Page 15 of The Devil’s Waltz
Chapter Eight
Christian Montcalm knew quite a bit about women, and he knew when to advance and when to retreat.
He’d been quite assiduous in his attentions to the silly Miss Chippie, and she’d jumped like a trout for a piece of bait.
A night or two of absence would no doubt begin to eat away at her blithe certainty that he was hers for the taking—the chit was far too sure of herself.
He didn’t have the slightest concern that the appearance of Hetty’s childhood sweetheart would prove an obstacle in his plans. Miss Chippie was young and impressionable enough to be distracted quite easily, and she’d be married before she even realized she wanted someone else.
Tant pis, he thought. Too damned bad, he corrected himself. He hated it when he absently lapsed into the French that had been as familiar to him as English. He found himself doing it more so, in fact, since he’d lived in France with his family.
But that had been a lifetime ago, and there was nothing French about him.
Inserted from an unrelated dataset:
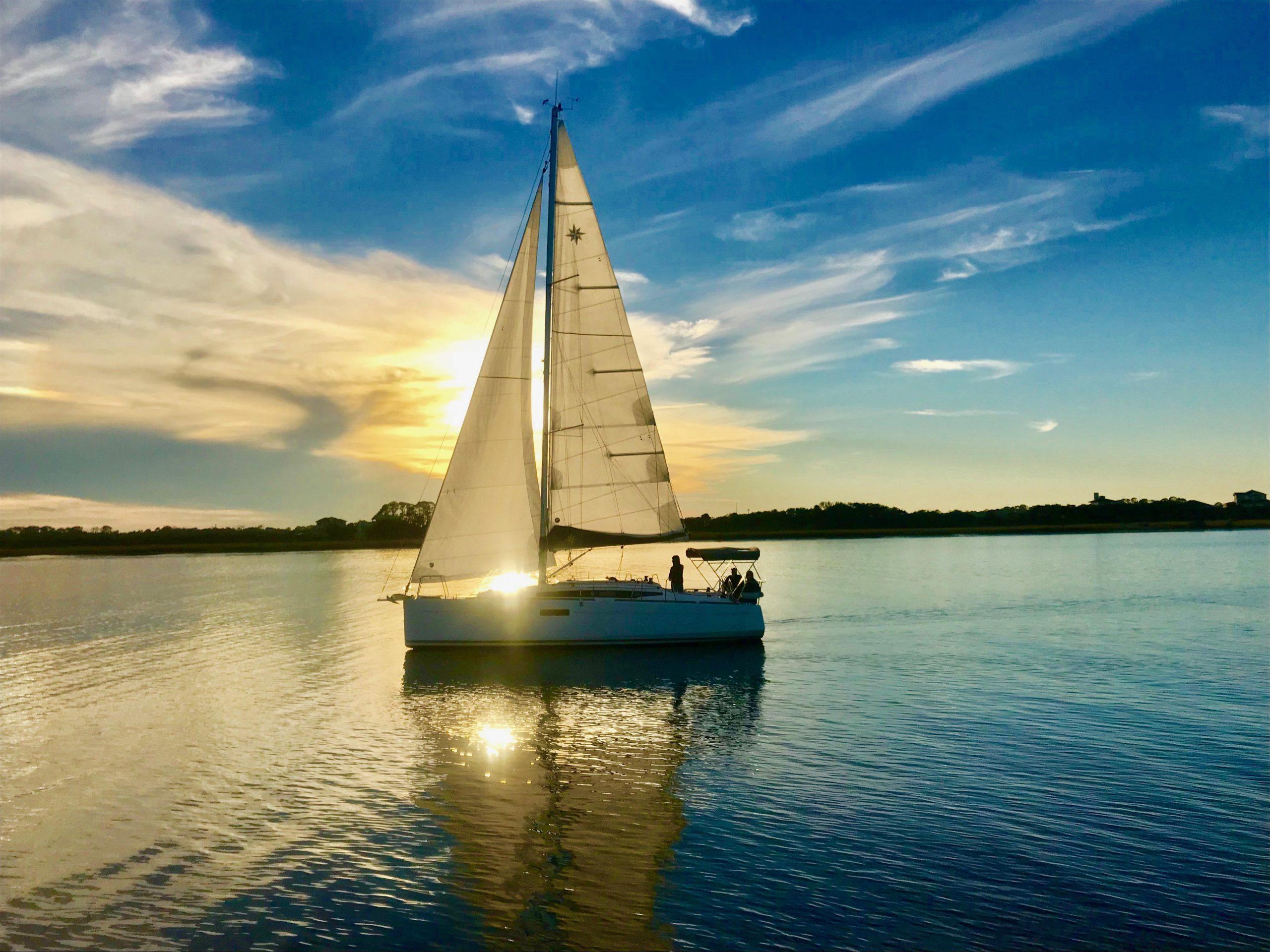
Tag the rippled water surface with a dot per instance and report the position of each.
(944, 743)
Not even his lovely mother would recognize him.
A night at the cards without the distraction of Miss Chippie and her dragon proved very pleasant.
His luck held, and by the early hours of the morning he was pleasantly at peace with the world.
Two bottles of wine had contributed to that mellowness and the plump size of his purse moved things along.
Even though he’d turned down the generous offer of the beautiful Mrs. Margate, he still strode home through the early-morning streets a comparatively well-pleased gentleman.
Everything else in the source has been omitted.